Friday, May 11, 2007
Termites swarm in teachers' room
Flying termites have swarmed in the teachers' room of the Spalding Building, Carlisle School Superintendent Marie Doyle explained in a phone conversation on May 4. Spalding was built 50 years ago and the wooden windows are old and leaky. Despite caulking, the termites slip into the room by the smallest of cracks.

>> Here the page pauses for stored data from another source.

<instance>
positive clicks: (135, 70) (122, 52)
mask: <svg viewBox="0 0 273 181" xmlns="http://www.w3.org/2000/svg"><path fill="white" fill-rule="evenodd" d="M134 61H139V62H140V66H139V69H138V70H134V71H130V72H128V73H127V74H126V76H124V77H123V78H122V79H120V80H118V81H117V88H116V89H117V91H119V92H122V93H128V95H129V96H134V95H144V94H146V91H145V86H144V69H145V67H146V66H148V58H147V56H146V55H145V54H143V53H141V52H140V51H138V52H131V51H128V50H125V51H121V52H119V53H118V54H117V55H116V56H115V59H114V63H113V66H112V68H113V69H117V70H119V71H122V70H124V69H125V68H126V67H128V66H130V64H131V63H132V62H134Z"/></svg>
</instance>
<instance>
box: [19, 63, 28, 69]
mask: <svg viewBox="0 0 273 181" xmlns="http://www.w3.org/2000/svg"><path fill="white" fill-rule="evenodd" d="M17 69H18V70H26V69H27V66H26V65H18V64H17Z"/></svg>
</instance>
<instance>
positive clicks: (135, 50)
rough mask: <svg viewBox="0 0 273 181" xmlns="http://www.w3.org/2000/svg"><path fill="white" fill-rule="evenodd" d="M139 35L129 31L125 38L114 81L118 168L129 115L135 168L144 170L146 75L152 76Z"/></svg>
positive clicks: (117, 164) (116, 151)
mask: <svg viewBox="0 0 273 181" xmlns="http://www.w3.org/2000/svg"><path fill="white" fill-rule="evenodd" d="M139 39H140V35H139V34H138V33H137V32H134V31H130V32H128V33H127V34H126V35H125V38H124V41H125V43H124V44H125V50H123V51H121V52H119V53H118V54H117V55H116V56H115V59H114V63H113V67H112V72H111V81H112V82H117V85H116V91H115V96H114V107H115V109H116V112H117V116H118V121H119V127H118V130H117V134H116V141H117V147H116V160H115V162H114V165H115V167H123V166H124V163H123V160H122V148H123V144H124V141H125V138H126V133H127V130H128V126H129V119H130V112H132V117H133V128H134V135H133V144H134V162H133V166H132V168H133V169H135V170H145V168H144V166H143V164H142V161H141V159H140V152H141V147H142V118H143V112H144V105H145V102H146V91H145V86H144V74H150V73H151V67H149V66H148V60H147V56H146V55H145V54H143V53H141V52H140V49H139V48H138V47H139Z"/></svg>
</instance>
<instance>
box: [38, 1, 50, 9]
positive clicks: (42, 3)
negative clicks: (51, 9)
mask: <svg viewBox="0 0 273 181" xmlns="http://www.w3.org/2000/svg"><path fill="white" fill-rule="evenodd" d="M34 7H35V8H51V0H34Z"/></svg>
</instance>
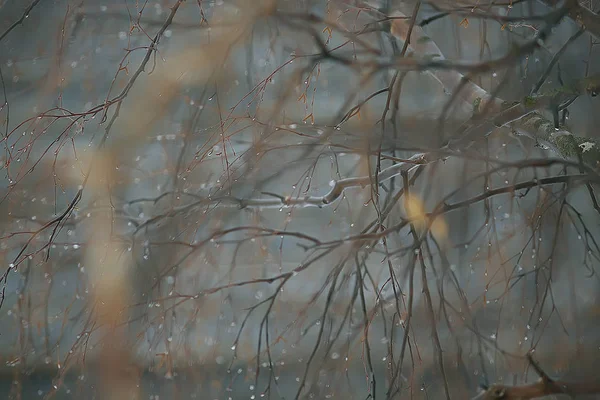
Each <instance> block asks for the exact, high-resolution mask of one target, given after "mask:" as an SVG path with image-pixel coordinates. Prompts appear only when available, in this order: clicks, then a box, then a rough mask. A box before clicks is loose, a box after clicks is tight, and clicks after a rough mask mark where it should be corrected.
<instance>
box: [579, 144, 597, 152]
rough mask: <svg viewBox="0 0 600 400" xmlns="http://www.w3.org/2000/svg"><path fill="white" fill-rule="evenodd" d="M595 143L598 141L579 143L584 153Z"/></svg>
mask: <svg viewBox="0 0 600 400" xmlns="http://www.w3.org/2000/svg"><path fill="white" fill-rule="evenodd" d="M595 145H596V143H592V142H584V143H581V144H580V145H579V147H581V151H582V152H583V153H585V152H586V151H588V150H591V149H592V148H593V147H594V146H595Z"/></svg>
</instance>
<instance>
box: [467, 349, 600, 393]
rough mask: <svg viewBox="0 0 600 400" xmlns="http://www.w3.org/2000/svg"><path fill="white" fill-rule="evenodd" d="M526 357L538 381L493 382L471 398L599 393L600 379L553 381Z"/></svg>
mask: <svg viewBox="0 0 600 400" xmlns="http://www.w3.org/2000/svg"><path fill="white" fill-rule="evenodd" d="M527 359H528V361H529V363H530V364H531V366H532V367H533V368H534V369H535V370H536V372H537V373H538V374H539V375H540V377H541V378H540V380H539V381H538V382H536V383H531V384H528V385H520V386H506V385H500V384H495V385H492V386H490V387H489V388H488V389H487V390H485V391H484V392H482V393H481V394H479V395H478V396H476V397H475V398H474V399H473V400H528V399H537V398H540V397H544V396H550V395H560V394H562V395H567V396H570V397H576V396H581V395H586V394H595V393H600V381H596V382H565V381H557V380H556V381H555V380H553V379H551V378H550V377H549V376H548V375H547V374H546V373H545V372H544V371H543V370H542V369H541V367H540V366H539V365H538V364H537V362H536V361H535V360H534V359H533V357H532V356H531V354H528V355H527Z"/></svg>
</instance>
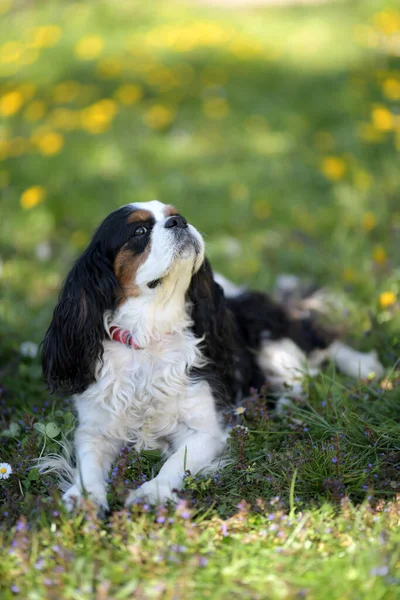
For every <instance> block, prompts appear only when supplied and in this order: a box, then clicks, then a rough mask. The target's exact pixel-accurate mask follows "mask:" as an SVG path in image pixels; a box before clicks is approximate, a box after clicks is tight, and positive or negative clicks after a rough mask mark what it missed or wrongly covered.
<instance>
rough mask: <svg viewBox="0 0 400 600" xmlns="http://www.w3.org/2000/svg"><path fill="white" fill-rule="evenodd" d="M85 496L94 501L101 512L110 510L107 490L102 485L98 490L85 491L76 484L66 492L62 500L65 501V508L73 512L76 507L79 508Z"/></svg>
mask: <svg viewBox="0 0 400 600" xmlns="http://www.w3.org/2000/svg"><path fill="white" fill-rule="evenodd" d="M84 498H87V499H88V500H90V501H91V502H93V504H95V506H97V508H98V509H99V512H100V513H103V512H105V511H108V504H107V497H106V491H105V489H104V488H103V487H100V486H99V488H98V489H97V490H94V489H93V490H90V491H89V490H88V491H86V492H85V493H84V492H83V491H82V488H81V487H80V486H79V485H77V484H74V485H73V486H72V487H70V488H69V490H67V491H66V492H65V494H64V495H63V497H62V501H63V503H64V506H65V508H66V509H67V510H68V511H69V512H72V510H73V509H74V508H79V507H80V506H81V505H82V501H83V499H84Z"/></svg>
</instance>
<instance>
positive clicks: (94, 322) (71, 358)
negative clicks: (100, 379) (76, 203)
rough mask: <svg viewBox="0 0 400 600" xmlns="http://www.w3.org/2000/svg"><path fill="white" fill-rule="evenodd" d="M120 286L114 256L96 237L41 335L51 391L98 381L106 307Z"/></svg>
mask: <svg viewBox="0 0 400 600" xmlns="http://www.w3.org/2000/svg"><path fill="white" fill-rule="evenodd" d="M117 286H118V281H117V278H116V276H115V274H114V271H113V265H112V262H111V260H110V259H109V258H107V257H106V256H105V254H104V253H103V252H101V251H100V248H99V246H98V245H97V244H95V243H93V242H92V243H91V245H90V246H89V247H88V248H87V250H86V251H85V252H84V253H83V254H82V256H81V257H80V258H79V259H78V260H77V262H76V263H75V265H74V267H73V268H72V270H71V272H70V273H69V275H68V276H67V279H66V280H65V283H64V285H63V288H62V290H61V294H60V298H59V302H58V304H57V306H56V308H55V310H54V314H53V319H52V321H51V323H50V326H49V328H48V330H47V333H46V336H45V338H44V341H43V345H42V367H43V376H44V379H45V381H46V382H47V384H48V386H49V390H50V391H51V393H53V392H54V391H62V392H64V393H68V394H79V393H82V392H84V391H85V390H86V389H87V387H88V386H89V385H90V384H91V383H92V382H93V381H94V378H95V367H96V363H97V361H98V359H101V358H102V352H103V346H102V342H103V340H104V337H105V330H104V324H103V318H104V312H105V311H106V310H112V309H113V308H114V303H115V292H116V289H117Z"/></svg>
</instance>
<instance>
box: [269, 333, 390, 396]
mask: <svg viewBox="0 0 400 600" xmlns="http://www.w3.org/2000/svg"><path fill="white" fill-rule="evenodd" d="M327 359H331V360H333V362H334V363H335V365H336V366H337V368H338V369H339V370H340V371H342V373H344V374H345V375H348V376H349V377H353V378H354V379H366V378H367V377H368V376H371V375H372V376H374V377H381V376H382V375H383V373H384V368H383V366H382V365H381V363H380V362H379V359H378V356H377V353H376V351H375V350H372V351H371V352H358V351H357V350H354V349H353V348H351V347H350V346H347V345H346V344H344V343H343V342H341V341H339V340H336V341H334V342H333V343H332V344H331V345H330V346H328V348H326V349H325V350H316V351H314V352H312V353H311V354H310V355H309V356H306V354H305V353H304V352H303V351H302V350H301V349H300V348H299V347H298V346H297V345H296V344H295V343H294V342H293V341H292V340H290V339H287V338H284V339H281V340H276V341H267V342H264V343H263V344H262V346H261V351H260V353H259V355H258V364H259V366H260V368H261V370H262V371H263V373H264V374H265V377H266V379H267V380H268V383H269V384H270V386H271V388H272V389H273V390H274V391H276V392H286V393H287V394H288V395H289V396H290V397H291V398H302V397H303V396H304V390H303V379H304V376H306V375H310V376H311V377H314V376H315V375H317V374H318V373H319V370H320V367H321V365H322V363H323V362H325V361H326V360H327Z"/></svg>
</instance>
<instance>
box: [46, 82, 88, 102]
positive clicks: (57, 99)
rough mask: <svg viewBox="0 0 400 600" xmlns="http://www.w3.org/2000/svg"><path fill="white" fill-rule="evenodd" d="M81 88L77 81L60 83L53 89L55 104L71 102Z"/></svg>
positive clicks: (76, 97)
mask: <svg viewBox="0 0 400 600" xmlns="http://www.w3.org/2000/svg"><path fill="white" fill-rule="evenodd" d="M80 90H81V86H80V84H79V83H78V82H77V81H62V82H61V83H59V84H58V85H56V87H55V88H54V92H53V97H54V101H55V102H73V101H74V100H76V99H77V97H78V96H79V92H80Z"/></svg>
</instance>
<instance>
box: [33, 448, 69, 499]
mask: <svg viewBox="0 0 400 600" xmlns="http://www.w3.org/2000/svg"><path fill="white" fill-rule="evenodd" d="M58 443H59V445H60V447H61V453H60V454H56V453H51V454H46V455H45V456H42V457H40V458H38V459H36V461H35V465H34V466H35V467H36V468H37V469H38V471H39V473H41V474H42V475H46V474H49V473H52V474H54V475H55V476H56V477H57V479H58V487H59V488H60V490H61V491H63V492H66V491H67V490H68V489H69V488H70V487H71V485H73V483H74V482H75V479H76V467H75V456H74V449H73V444H72V442H71V441H70V440H68V439H67V438H65V437H64V438H63V439H62V440H61V441H60V442H58Z"/></svg>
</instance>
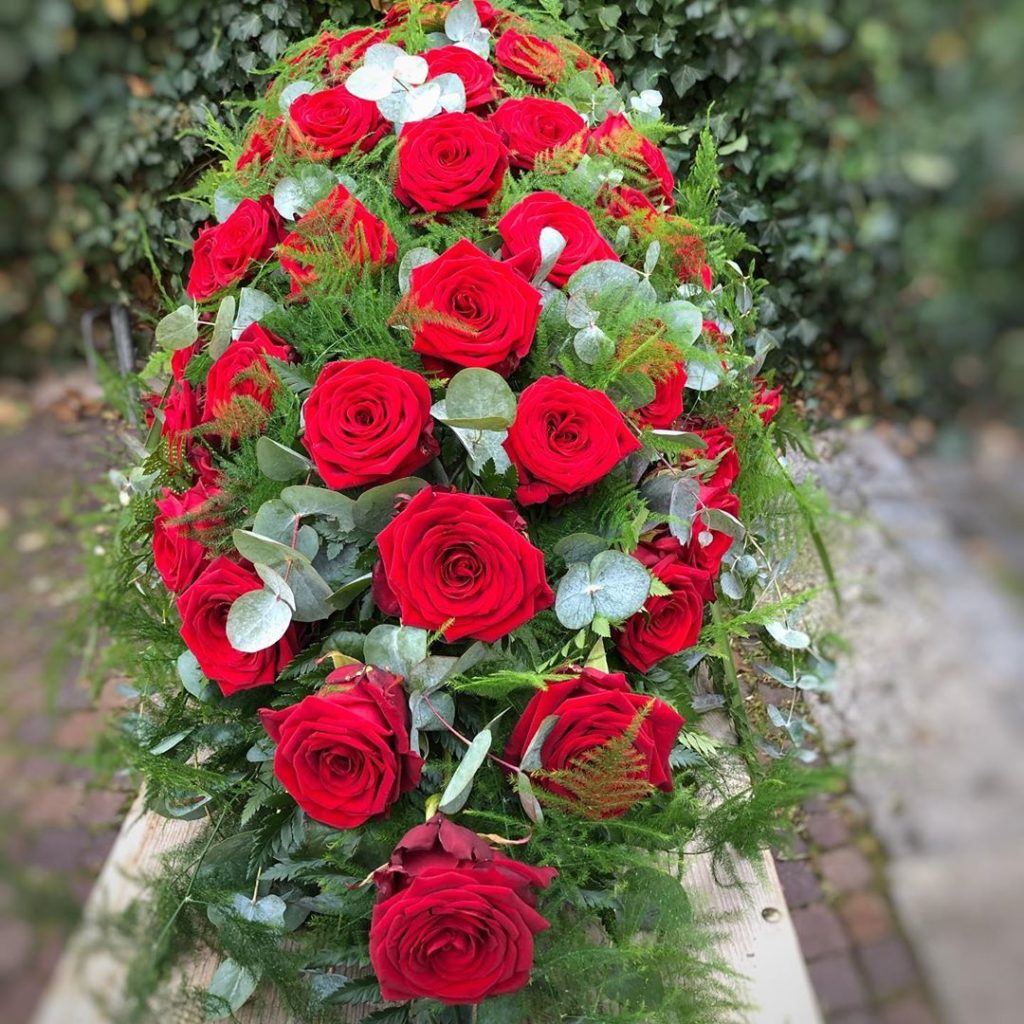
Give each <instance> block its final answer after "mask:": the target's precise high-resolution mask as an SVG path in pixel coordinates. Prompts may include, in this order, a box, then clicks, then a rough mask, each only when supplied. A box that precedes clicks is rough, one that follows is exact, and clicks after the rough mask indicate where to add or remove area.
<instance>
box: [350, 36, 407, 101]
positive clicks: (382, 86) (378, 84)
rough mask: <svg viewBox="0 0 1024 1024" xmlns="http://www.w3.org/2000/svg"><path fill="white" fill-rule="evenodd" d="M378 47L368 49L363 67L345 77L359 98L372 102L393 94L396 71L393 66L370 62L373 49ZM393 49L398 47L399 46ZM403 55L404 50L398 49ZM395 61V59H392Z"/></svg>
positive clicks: (395, 47)
mask: <svg viewBox="0 0 1024 1024" xmlns="http://www.w3.org/2000/svg"><path fill="white" fill-rule="evenodd" d="M377 45H378V46H386V45H387V44H386V43H378V44H377ZM374 49H376V47H374V46H371V47H370V49H369V50H367V61H366V63H364V65H362V67H361V68H356V69H355V71H353V72H352V74H351V75H349V76H348V78H346V79H345V88H346V89H347V90H348V91H349V92H350V93H351V94H352V95H353V96H356V97H357V98H359V99H369V100H370V101H371V102H378V103H379V102H380V101H381V100H382V99H384V98H385V97H387V96H389V95H391V90H392V89H393V88H394V72H393V71H392V69H391V67H386V68H384V67H376V66H374V65H371V63H370V54H371V51H373V50H374ZM393 49H396V50H397V49H398V47H397V46H395V47H393ZM398 52H399V54H400V55H401V56H404V55H406V54H404V51H402V50H398ZM392 62H393V61H392Z"/></svg>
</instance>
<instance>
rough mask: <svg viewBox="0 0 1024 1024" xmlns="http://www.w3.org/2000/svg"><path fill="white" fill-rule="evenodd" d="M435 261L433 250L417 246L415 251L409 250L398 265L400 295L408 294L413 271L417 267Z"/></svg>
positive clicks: (412, 276)
mask: <svg viewBox="0 0 1024 1024" xmlns="http://www.w3.org/2000/svg"><path fill="white" fill-rule="evenodd" d="M435 259H437V253H435V252H434V251H433V249H427V248H426V246H417V247H416V248H415V249H410V250H409V252H408V253H406V255H404V256H402V258H401V262H400V263H399V264H398V287H399V288H400V289H401V294H402V295H406V294H407V293H408V292H409V289H410V287H411V284H412V279H413V271H414V270H415V269H416V268H417V267H418V266H426V264H427V263H432V262H433V261H434V260H435Z"/></svg>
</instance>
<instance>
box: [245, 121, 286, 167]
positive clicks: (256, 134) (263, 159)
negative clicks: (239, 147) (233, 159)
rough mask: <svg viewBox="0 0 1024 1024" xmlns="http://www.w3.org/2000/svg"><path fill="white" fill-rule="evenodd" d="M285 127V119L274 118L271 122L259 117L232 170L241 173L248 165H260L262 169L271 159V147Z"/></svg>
mask: <svg viewBox="0 0 1024 1024" xmlns="http://www.w3.org/2000/svg"><path fill="white" fill-rule="evenodd" d="M284 127H285V119H284V118H283V117H281V118H274V119H273V120H272V121H271V120H269V119H267V118H264V117H263V116H262V115H260V117H259V119H258V120H257V122H256V127H255V128H254V129H253V131H252V134H251V135H250V136H249V138H248V139H247V140H246V145H245V148H244V150H243V151H242V155H241V156H240V157H239V159H238V160H237V161H236V163H234V169H236V170H237V171H241V170H242V169H243V168H244V167H248V166H249V165H250V164H261V165H263V166H264V167H265V166H266V165H267V164H268V163H270V161H271V160H272V159H273V146H274V142H275V141H276V140H278V137H279V135H280V134H281V132H282V129H283V128H284Z"/></svg>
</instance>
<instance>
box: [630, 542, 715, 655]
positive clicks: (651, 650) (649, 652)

Termite treatment was applied using the Sentricon System, explained Building and Grounds Supervisor David Flannery in an e-mail. The state- and EPA-approved method uses a trap that is sunk into the ground, with "only a few grams of active ingredient on each property compared to the hundred of gallons of chemical solution used in traditional liquid chemical treatment," explains the Sentricon website. The site explains the bait is "noviflumuron," which is "an insect growth regulator." The chemical limits insect growth.
Treatment takes time
However, the material must be given time to work to reduce the population in the termite colonies, explained Flannery. The termites are still active and, once inside, fly around the teachers' room, making it unusable for meetings, lunch, or as a small classroom. Flannery is applying small amounts of cedar oil to block crawling termites until the treatment has time to work. "The real problem," explained Flannery, "is that we need two to three days of real warm weather so they can swarm, and be done with coming out where we can see them and of course upset people." Until the termites are gone, Flannery said, "We can only vacuum them up."